Would emscripten allow you to convert the c++ code to js in a meaningful fashion?
Mook: Good question. The things we'd most like to remove are windowed and in-process plugins --- that would let us simplify a lot --- so if you can run out-of-process and windowless, we can keep that alive longer. What do you use to draw into your HWND today? Can you paint the contents of your window into an RGBA in-memory buffer, get that using JS-ctypes and draw it to a canvas from JS?
Robert: Hah, we're awesome - we're an in-process windowed plugin, yay! ;) This is Komodo, where the text editor component - scintilla - started by emulating the Win32 RichEdit APIs; everything is done via window messages. I expect there is going to be transition pain for us whatever we do; so if there's an API that's designated as being the goal we should head towards, it should cut down on wasted effort. Skimming the code we have right now, we're doing things with HDCs like ::FillRect. Since it's got a platform abstraction layer of sorts already, we'd probably need to write a "Mozilla" version of that and use it from ctypes. Does ctypes support using typed arrays yet? I don't see us being able to pump data fast enough otherwise... (mostly because we're occasionally horribly inefficient, just not bad enough to be noticeable yet.) At least we've already started on reimplementing bits in XUL instead of letting Scintilla do its native widget thing, mostly for extensibility. P.S. Following the name listed in the comments instead of going by your IRC nick feels odd ;)
Sounds like you could create a DIB HDC and draw your window into that and then make the DIB data buffer available to JS to draw into a canvas.
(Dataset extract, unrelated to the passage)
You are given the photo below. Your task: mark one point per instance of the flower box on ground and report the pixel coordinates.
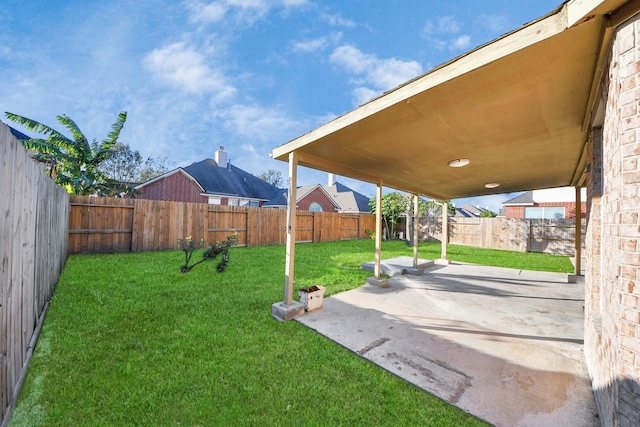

Wishful thinking! Mobile != Desktop. The reason Adobe stopped mobile flash because it was consuming too much battery power and has been continuously dropped by the vendors. Although the CPU power and memory on mobile devices advance fast, battery technology is still where it was 5 years ago with fractional improvements. On the desktop, plugins are here to stay. They are established too deep in. Microsoft metro browsing is targeted at low power touch pads that would run Windows 8 as the operating system. That said I dont think NPAPI would put too much of a burden to browser vendors.
Great. So the web will look like it's 1999 all over again.
In many ways, this would be nice; however, I think it's even more clear now than it was when this article was written that plugins can't go away yet -- there are too many things people want and need to do that can't be done without some form of native extension. We're getting closer, and flash is certainly past it's day, but flash was not the only plugin.